Ah ! si les Tarasconnais avaient pu voir leur grand Tartarin couché dans son tiroir de commode sous le jour blafard et triste qui tombait des hublots, parmi cette odeur fade de cuisine et de bois mouillé, l’écœurante odeur du paquebot ; s’ils l’avaient entendu râler à chaque battement de l’hélice, demander du thé toutes les cinq minutes et jurer contre le garçon avec une petite voix d’enfant, comme ils s’en seraient voulu de l’avoir obligé à partir… Ma parole d’historien ! le pauvre Teur faisait pitié. Surpris tout à coup par le mal, l’infortuné n’avait pas eu le courage de desserrer sa ceinture algérienne, ni de se défubler de son arsenal. Le couteau de chasse à gros manche lui cassait la poitrine, le cuir de son revolver lui meurtrissait les jambes. Pour l’achever, les bougonnements de Tartarin-Sancho, qui ne cessait de geindre et de pester :

« Imbécile, va !… Je te l’avais bien dit !… Ah ! tu as voulu aller en Afrique… Eh bien, té ! la voilà l’Afrique… Comment la trouves-tu ? »
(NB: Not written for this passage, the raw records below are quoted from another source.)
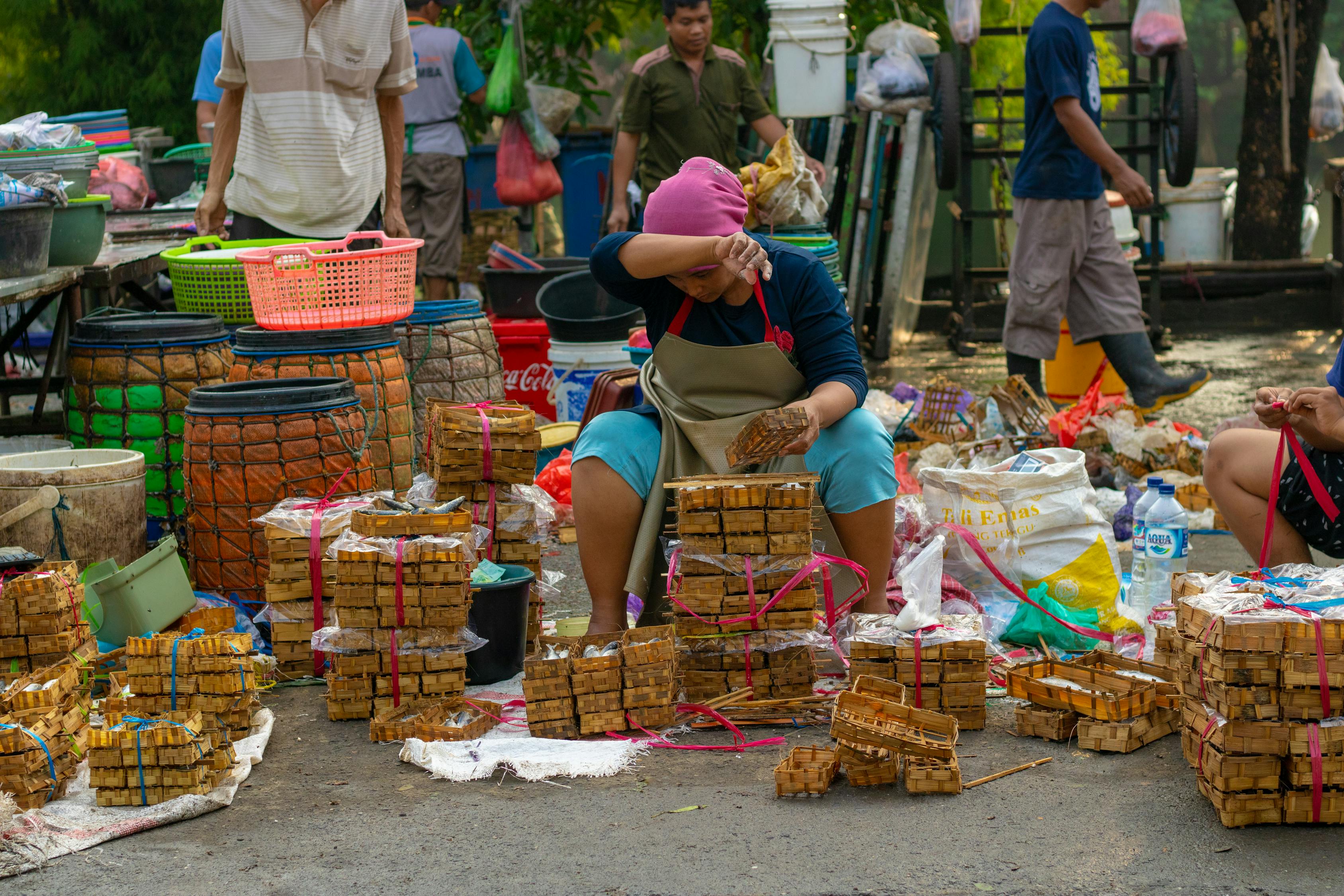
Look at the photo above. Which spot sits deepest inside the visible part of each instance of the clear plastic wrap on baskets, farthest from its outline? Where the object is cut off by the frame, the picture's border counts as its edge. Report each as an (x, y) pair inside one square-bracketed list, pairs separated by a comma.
[(329, 285)]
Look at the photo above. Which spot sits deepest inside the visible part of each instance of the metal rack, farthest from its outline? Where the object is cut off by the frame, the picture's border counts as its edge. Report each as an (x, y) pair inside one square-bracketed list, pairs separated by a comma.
[(1162, 104)]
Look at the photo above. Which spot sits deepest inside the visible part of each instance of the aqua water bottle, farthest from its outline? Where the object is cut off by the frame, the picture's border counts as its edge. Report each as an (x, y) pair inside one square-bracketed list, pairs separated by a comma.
[(1166, 546)]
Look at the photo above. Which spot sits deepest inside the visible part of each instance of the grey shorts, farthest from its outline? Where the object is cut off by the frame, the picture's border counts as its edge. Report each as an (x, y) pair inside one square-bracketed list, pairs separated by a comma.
[(1068, 262)]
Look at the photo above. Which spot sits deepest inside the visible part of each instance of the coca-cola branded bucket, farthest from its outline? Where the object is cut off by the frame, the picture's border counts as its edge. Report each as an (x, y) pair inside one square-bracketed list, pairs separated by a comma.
[(524, 343)]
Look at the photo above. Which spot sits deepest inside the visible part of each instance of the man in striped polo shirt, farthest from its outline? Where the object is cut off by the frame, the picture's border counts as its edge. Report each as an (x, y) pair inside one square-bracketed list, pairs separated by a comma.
[(311, 123)]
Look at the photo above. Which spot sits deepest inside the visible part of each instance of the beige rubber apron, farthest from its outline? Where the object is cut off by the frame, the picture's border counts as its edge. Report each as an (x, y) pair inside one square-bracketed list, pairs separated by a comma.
[(706, 394)]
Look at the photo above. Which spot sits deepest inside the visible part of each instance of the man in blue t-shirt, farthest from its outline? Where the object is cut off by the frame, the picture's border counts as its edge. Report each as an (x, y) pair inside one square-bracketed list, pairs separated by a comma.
[(433, 179), (1066, 258), (206, 93)]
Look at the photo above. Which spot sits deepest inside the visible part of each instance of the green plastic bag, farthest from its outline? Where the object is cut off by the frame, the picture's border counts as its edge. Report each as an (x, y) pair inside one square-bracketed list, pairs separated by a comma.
[(1029, 625), (505, 92)]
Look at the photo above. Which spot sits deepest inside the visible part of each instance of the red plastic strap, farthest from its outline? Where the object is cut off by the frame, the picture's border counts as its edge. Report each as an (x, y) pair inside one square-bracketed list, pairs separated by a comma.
[(746, 652), (687, 304), (1314, 746), (397, 673), (1022, 596), (315, 561), (918, 673), (1314, 483), (746, 567)]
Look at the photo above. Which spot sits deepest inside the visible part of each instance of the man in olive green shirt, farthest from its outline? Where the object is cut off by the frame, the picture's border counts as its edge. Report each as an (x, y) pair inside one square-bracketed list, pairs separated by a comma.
[(685, 100)]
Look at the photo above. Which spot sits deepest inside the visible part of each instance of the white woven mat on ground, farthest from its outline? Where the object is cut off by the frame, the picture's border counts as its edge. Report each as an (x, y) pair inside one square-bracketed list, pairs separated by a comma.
[(33, 839), (511, 747)]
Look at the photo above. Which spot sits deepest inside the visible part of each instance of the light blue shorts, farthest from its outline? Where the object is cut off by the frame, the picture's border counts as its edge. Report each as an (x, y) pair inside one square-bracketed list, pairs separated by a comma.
[(854, 456)]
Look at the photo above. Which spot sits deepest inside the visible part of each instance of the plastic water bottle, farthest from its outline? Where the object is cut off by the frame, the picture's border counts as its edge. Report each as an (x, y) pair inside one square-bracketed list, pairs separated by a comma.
[(1139, 566), (1166, 544)]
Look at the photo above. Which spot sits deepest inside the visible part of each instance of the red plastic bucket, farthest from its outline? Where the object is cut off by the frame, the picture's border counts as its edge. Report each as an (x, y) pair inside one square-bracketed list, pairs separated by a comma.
[(524, 343)]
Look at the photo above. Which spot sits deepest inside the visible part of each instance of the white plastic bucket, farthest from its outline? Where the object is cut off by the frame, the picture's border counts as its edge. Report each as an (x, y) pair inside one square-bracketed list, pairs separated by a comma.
[(1194, 227), (577, 367), (808, 41)]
Ce qu’il y avait de plus cruel, c’est que du fond de sa cabine et de ses gémissements, le malheureux entendait les passagers du grand salon rire, manger, chanter, jouer aux cartes. La société était aussi joyeuse que nombreuse à bord du Zouave. Des officiers qui rejoignaient leurs corps, des dames de l’Alkazar de Marseille, des cabotins, un riche musulman qui revenait de la Mecque, un prince monténégrin très farceur qui faisait des imitations de Ravel et de Gil Pérès… Pas un de ces gens-là n’avait le mal de mer, et leur temps se passait à boire du champagne avec le capitaine du Zouave, un bon gros vivant de Marseillais, qui avait ménage à Alger et à Marseille, et répondait au joyeux nom de Barbassou.
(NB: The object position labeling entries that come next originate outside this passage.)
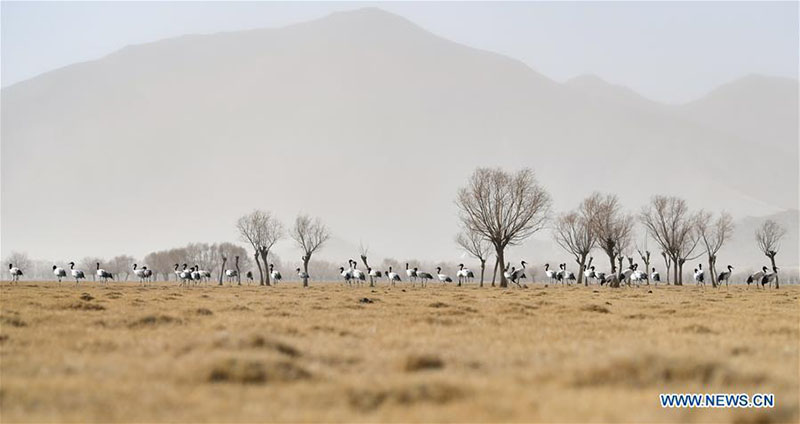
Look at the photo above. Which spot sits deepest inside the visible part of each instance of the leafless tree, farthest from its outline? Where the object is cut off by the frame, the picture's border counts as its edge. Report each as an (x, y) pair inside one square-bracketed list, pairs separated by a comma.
[(310, 236), (476, 246), (670, 223), (573, 232), (612, 227), (504, 208), (261, 230), (768, 237), (645, 255), (121, 266), (713, 234), (668, 262)]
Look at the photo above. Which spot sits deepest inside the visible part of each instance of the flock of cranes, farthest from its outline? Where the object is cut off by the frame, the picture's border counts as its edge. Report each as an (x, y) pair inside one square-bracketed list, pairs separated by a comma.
[(354, 276)]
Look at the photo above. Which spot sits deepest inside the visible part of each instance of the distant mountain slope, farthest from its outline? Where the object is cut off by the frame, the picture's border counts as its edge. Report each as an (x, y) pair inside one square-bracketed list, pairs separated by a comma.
[(361, 117)]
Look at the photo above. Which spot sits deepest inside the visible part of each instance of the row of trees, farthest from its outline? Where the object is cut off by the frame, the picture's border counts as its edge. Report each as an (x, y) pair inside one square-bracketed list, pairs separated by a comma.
[(499, 209), (261, 230)]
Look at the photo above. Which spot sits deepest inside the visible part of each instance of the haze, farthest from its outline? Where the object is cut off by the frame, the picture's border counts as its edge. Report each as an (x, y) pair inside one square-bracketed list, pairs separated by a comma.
[(372, 121)]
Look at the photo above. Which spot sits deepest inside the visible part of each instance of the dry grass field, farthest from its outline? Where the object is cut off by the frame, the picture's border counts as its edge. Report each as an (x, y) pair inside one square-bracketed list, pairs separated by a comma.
[(245, 354)]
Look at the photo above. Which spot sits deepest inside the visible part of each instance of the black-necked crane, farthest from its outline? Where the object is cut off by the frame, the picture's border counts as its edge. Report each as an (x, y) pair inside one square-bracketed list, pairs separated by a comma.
[(76, 273), (725, 276), (411, 273), (347, 274), (103, 274), (15, 273), (551, 274), (274, 274), (59, 272), (373, 274), (655, 276), (186, 275), (358, 275), (756, 276), (769, 277), (393, 276), (699, 275), (140, 272), (423, 276), (442, 277), (589, 274)]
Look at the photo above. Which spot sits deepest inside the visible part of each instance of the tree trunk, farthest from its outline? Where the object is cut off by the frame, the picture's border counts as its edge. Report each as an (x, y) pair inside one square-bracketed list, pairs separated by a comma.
[(774, 269), (306, 259), (494, 276), (501, 260), (581, 260), (222, 269), (483, 268), (238, 274), (613, 264), (264, 254), (712, 262), (260, 272)]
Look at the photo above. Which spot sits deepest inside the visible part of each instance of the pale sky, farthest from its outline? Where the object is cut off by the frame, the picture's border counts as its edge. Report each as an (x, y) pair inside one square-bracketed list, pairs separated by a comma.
[(671, 52)]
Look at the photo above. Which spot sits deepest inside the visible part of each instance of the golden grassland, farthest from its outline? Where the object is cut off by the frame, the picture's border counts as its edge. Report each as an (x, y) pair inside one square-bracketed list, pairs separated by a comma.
[(547, 354)]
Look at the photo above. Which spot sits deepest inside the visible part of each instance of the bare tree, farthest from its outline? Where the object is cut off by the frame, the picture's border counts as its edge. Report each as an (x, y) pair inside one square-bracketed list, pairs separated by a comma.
[(713, 234), (670, 223), (121, 265), (573, 232), (612, 227), (310, 236), (768, 237), (504, 208), (477, 246), (262, 231)]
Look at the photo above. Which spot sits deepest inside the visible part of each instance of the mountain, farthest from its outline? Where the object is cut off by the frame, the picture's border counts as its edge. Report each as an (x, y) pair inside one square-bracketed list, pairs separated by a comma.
[(362, 118)]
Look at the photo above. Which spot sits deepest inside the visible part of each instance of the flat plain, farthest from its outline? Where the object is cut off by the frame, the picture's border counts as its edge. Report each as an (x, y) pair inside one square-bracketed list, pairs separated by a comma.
[(333, 353)]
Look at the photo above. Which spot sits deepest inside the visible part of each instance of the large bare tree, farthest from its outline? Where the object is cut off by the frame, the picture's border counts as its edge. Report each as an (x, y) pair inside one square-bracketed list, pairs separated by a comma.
[(310, 236), (670, 223), (613, 228), (476, 245), (713, 234), (768, 237), (261, 230), (573, 232), (504, 208)]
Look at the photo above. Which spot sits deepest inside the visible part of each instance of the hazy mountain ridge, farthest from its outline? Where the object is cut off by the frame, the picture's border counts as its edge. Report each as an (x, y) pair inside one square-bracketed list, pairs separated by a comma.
[(362, 105)]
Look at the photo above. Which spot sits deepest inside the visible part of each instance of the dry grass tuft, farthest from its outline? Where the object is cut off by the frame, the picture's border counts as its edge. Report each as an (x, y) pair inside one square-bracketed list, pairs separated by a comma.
[(658, 371), (85, 306), (434, 392), (251, 371), (698, 329), (596, 308), (13, 321), (423, 362), (154, 320)]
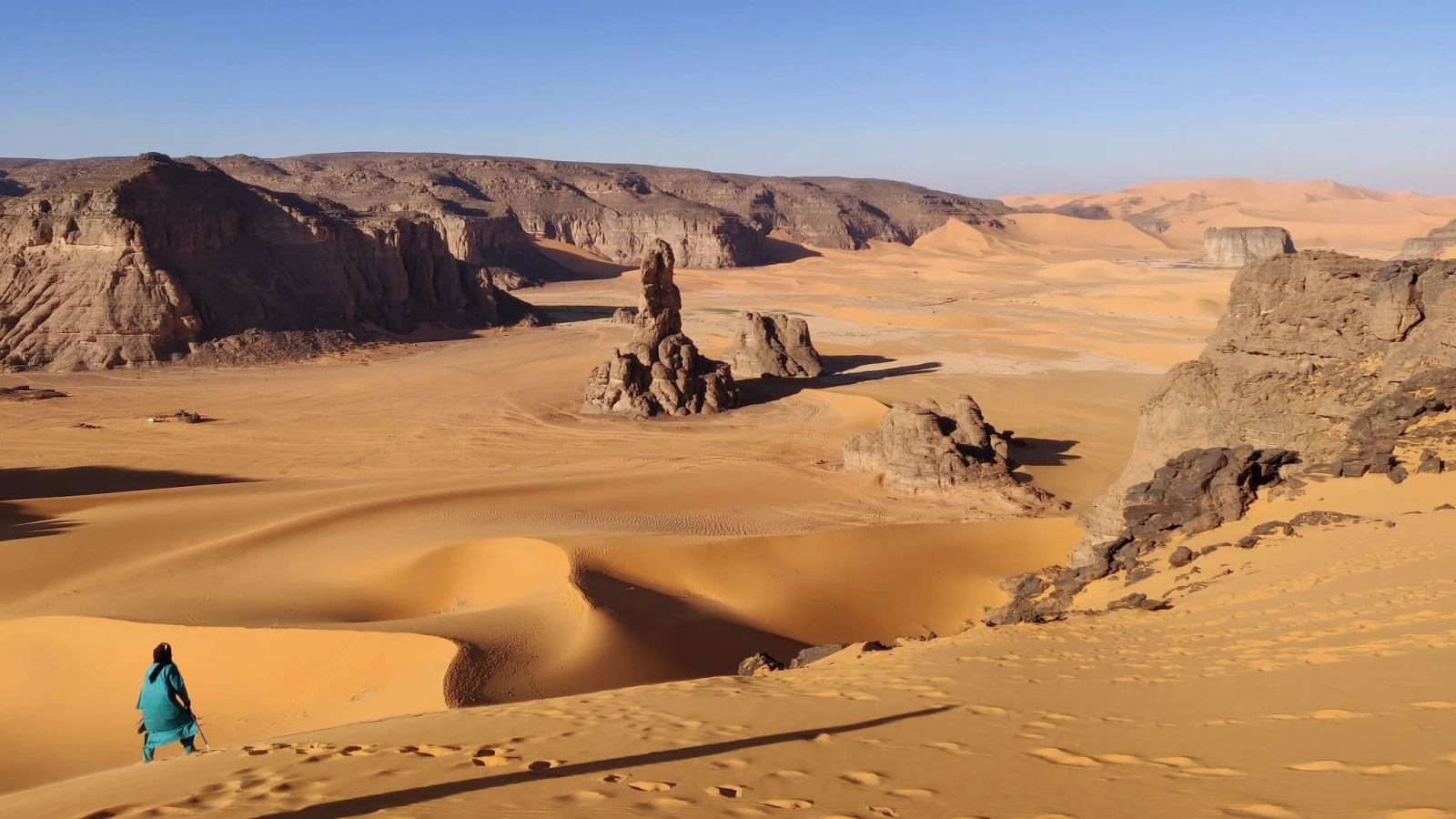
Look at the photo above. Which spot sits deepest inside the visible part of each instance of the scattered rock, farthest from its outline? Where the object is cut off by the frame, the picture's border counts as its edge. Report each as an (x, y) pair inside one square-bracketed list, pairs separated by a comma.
[(662, 370), (774, 346), (815, 653), (1139, 601), (1330, 356), (1431, 464), (1238, 247), (945, 450), (24, 392), (759, 665), (1321, 518), (1433, 245), (1273, 528)]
Tartarin de Tarascon en voulait à tous ces misérables. Leur gaieté redoublait son mal…

Enfin, dans l’après-midi du troisième jour, il se fit à bord du navire un mouvement extraordinaire qui tira notre héros de sa longue torpeur. La cloche de l’avant sonnait. On entendait les grosses bottes des matelots courir sur le pont.

« Machine en avant !… machine en arrière ! » criait la voix enrouée du capitaine Barbassou.

Puis : « Machine, stop ! » Un grand arrêt, une secousse, et plus rien… Rien que le paquebot se balançant silencieusement de droite à gauche, comme un ballon dans l’air…

Cet étrange silence épouvanta le Tarasconnais.

 « Miséricorde ! nous sombrons !… » cria-t-il d’une voix terrible, et, retrouvant ses forces par magie, il bondit de sa couchette, et se précipita sur le pont avec son arsenal.